The 25-year-old finished fourth in the 800 metres to wrap up the crown and add it to her World Indoor pentathlon title.
Favourite Johnson-Thompson was nowhere near her best but still comfortably finished 122 points ahead of Canada's Nina Schultz.
England's Niamh Emerson took the bronze medal after claiming victory in the 800m.
Tom Daley and Dan Goodfellow earlier won gold for England in the men's synchronised 10 metres platform.
Daley has withdrawn from Saturday's individual event and a bid for a third straight Commonwealth gold due to a hip injury which clearly hampered him here - yet he and Goodfellow still triumphed.
The pair, who won bronze at the 2012 Olympics, scored 405.81 points to take gold ahead of England team-mates Matthew Dixon and Noah Williams, who scored 399.99.
"Two days ago, I was not sure if I was going to be able to compete with my hip," said Daley. "I was nearly pulled out of the competition for safety reasons.

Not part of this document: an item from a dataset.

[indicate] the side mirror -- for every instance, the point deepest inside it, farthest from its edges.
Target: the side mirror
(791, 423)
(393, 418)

"You can't go up on 10m with a hip that doesn't really function all that well.
"That's why this medal means so much because I really put everything into that synchro competition to get to the start line."
Olympic champions Jack Laugher and Chris Mears of England took gold in the men's synchronised three-metres springboard.

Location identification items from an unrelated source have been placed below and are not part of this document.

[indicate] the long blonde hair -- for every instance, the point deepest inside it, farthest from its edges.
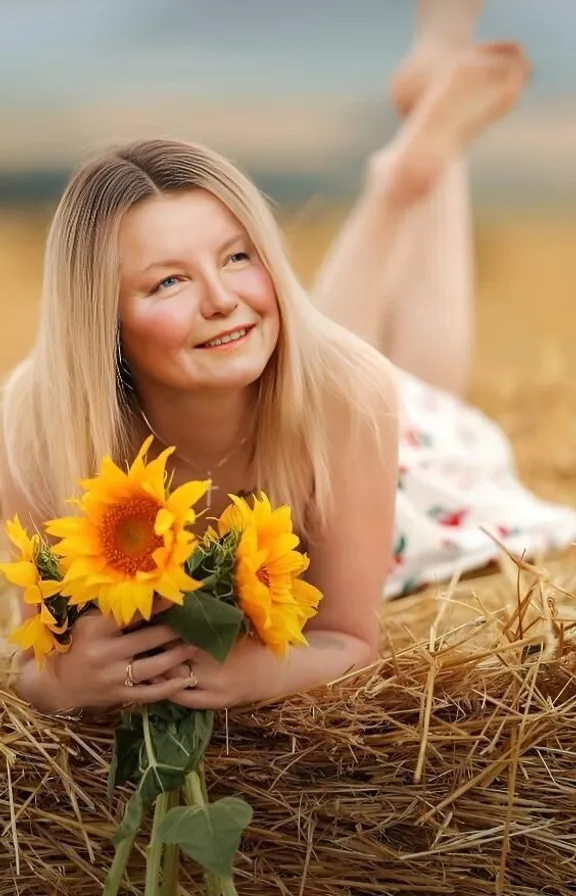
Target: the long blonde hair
(62, 410)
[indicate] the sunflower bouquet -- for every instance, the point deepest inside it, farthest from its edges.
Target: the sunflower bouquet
(132, 542)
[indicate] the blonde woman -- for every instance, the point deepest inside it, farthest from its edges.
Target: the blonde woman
(169, 308)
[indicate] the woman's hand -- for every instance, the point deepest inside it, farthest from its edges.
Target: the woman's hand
(102, 659)
(210, 684)
(252, 672)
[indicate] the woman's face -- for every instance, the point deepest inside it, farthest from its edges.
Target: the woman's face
(197, 306)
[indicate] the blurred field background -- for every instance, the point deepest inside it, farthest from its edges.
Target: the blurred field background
(296, 94)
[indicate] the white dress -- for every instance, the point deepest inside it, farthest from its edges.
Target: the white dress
(457, 476)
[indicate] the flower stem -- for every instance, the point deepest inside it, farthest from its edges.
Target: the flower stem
(116, 873)
(154, 851)
(171, 856)
(194, 792)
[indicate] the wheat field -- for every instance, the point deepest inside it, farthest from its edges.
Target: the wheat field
(524, 368)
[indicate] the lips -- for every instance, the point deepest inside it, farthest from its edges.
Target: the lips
(226, 338)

The victory saw Laugher complete a Gold Coast hat-trick with his fifth Commonwealth title, after two at Glasgow 2014, including the synchronised 3m event with Mears.

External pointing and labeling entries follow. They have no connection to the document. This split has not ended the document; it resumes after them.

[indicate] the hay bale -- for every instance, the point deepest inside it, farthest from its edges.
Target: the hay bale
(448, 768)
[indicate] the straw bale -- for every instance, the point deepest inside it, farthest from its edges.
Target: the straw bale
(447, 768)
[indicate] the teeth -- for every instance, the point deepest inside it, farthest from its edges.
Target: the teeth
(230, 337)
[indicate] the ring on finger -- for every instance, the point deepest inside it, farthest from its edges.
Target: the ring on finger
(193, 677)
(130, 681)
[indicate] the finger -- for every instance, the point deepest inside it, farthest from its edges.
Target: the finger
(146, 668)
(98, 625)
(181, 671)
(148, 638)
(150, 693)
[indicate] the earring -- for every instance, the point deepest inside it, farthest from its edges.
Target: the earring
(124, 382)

Alex Marshall became the most successful athlete in Scotland's Commonwealth Games history after leading his men's fours team to a dramatic lawn bowls victory over hosts Australia on the Gold Coast.
Marshall and his team-mates Ronald Duncan, Derek Oliver and Paul Foster drew four shots on the final end to reverse a two-shot deficit and triumph 15-13, sealing his fifth career gold medal.
The 51-year-old Marshall, who also won a silver medal in the men's pairs earlier in the Games, moves ahead of Allan Wells, who won four golds in a total of six Commonwealth Games medals between 1978 and 1982.
Earlier, there was more success for Scotland as Claire Johnston and Lesley Doig won bronze in the women's pairs with an 18-10 win over Canada.
Grace Reid won the women's one-metre springboard title to become Scotland's first Commonwealth Games diving gold medallist in 60 years.
James Heatly on Wednesday became Scotland's first diving medal winner since his grandfather, the late Sir Peter Heatly, in 1958, in the equivalent men's event.